Deterministic Validation Workflow

Follow these gates in order:

Run Quick Start command 2 (--syntax-only).
If syntax fails, stop and fix errors before continuing.
Run Quick Start command 3 (--best-practices) and apply relevant improvements.
Run Quick Start command 4 (--security-only) and fix all critical/high findings before merge.
Optionally run Quick Start command 5 (--test-only) for local execution checks.
Run Quick Start command 6 (--strict) for final merge gate.

Required gates: syntax + security. Recommended gate: best practices. Optional gate: local execution test.

Rule Severity Rationale And Documentation Links

Severity Model

critical: Direct credential/secret exposure or high-confidence compromise path. Block merge.
high: Exploitable unsafe behavior or strong security regression. Fix before merge.
medium: Security hardening gap with realistic risk.
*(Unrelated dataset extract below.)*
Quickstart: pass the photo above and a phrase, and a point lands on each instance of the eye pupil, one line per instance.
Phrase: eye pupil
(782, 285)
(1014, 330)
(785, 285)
Track and fix soon.
low/suggestion: Optimization or maintainability improvement.

Rule Classes And Why They Matter

Syntax rules (yaml-syntax, job-stage-undefined, dependencies-undefined-job): prevent pipeline parse and dependency failures.
Best-practice rules (cache-missing, artifact-no-expiration, dag-optimization): reduce runtime cost and improve pipeline throughput.
Security rules (hardcoded-password, curl-pipe-bash, include-remote-unverified): reduce credential leaks and supply-chain risk.

References

Local syntax reference: devops-skills-plugin/skills/gitlab-ci-validator/docs/gitlab-ci-reference.md
Local best practices: devops-skills-plugin/skills/gitlab-ci-validator/docs/best-practices.md
Local common issues: devops-skills-plugin/skills/gitlab-ci-validator/docs/common-issues.md
GitLab CI YAML reference: https://docs.gitlab.com/ee/ci/yaml/
GitLab CI/CD components: https://docs.gitlab.com/ee/ci/components/
GitLab pipeline security guidance: https://docs.gitlab.com/ee/ci/pipelines/settings.html

Fallbacks For Tool Or Environment Constraints

Missing python3:
- Behavior: validator cannot run.
- Fallback: install Python 3 and rerun.
Missing PyYAML:
- Behavior: python_wrapper.sh auto-creates .venv and installs pyyaml when possible.
- Fallback in restricted/offline environments: pre-install pyyaml from an internal mirror, then rerun.
Missing gitlab-ci-local, node, or docker:
- Behavior: --test-only reports warning/failure.
- Fallback: skip local execution testing and continue with syntax/best-practice/security gates.
No execute permission on scripts:
- Behavior: shell permission errors.
- Fallback: rerun the setup chmod command from the Setup section.

Examples

Example 1: New Pipeline Validation

$VALIDATOR examples/basic-pipeline.gitlab-ci.yml --syntax-only
$VALIDATOR examples/basic-pipeline.gitlab-ci.yml --security-only

Example 2: Pre-Merge Hard Gate

$VALIDATOR .gitlab-ci.yml --strict

Example 3: CI Integration

stages:
  - validate

validate_gitlab_ci:
  stage: validate
  script:
    - chmod +x devops-skills-plugin/skills/gitlab-ci-validator/scripts/*.sh devops-skills-plugin/skills/gitlab-ci-validator/scripts/*.py
    - bash devops-skills-plugin/skills/gitlab-ci-validator/scripts/validate_gitlab_ci.sh .gitlab-ci.yml --strict

Individual Validators (Advanced)

# Syntax validator (via wrapper for PyYAML fallback)
bash devops-skills-plugin/skills/gitlab-ci-validator/scripts/python_wrapper.sh \
  devops-skills-plugin/skills/gitlab-ci-validator/scripts/validate_syntax.py .gitlab-ci.yml

# Best-practices validator
bash devops-skills-plugin/skills/gitlab-ci-validator/scripts/python_wrapper.sh \
  devops-skills-plugin/skills/gitlab-ci-validator/scripts/check_best_practices.py .gitlab-ci.yml

# Security validator
bash devops-skills-plugin/skills/gitlab-ci-validator/scripts/python_wrapper.sh \
  devops-skills-plugin/skills/gitlab-ci-validator/scripts/check_security.py .gitlab-ci.yml

Done Criteria

Frontmatter name and description unchanged.
One canonical orchestrator path is used consistently.
Setup and chmod prerequisites appear before workflow/use examples.
Quick-start and workflow are non-duplicative (workflow references quick-start gates).
Severity rationale and rule-to-doc references are explicit.
Fallback behavior is documented for missing tools and constrained environments.
Examples are executable from repository root.

Notes

This skill validates configuration and static patterns; it does not execute production pipelines.
Use gitlab-ci-local or GitLab CI Lint for runtime behavior confirmation.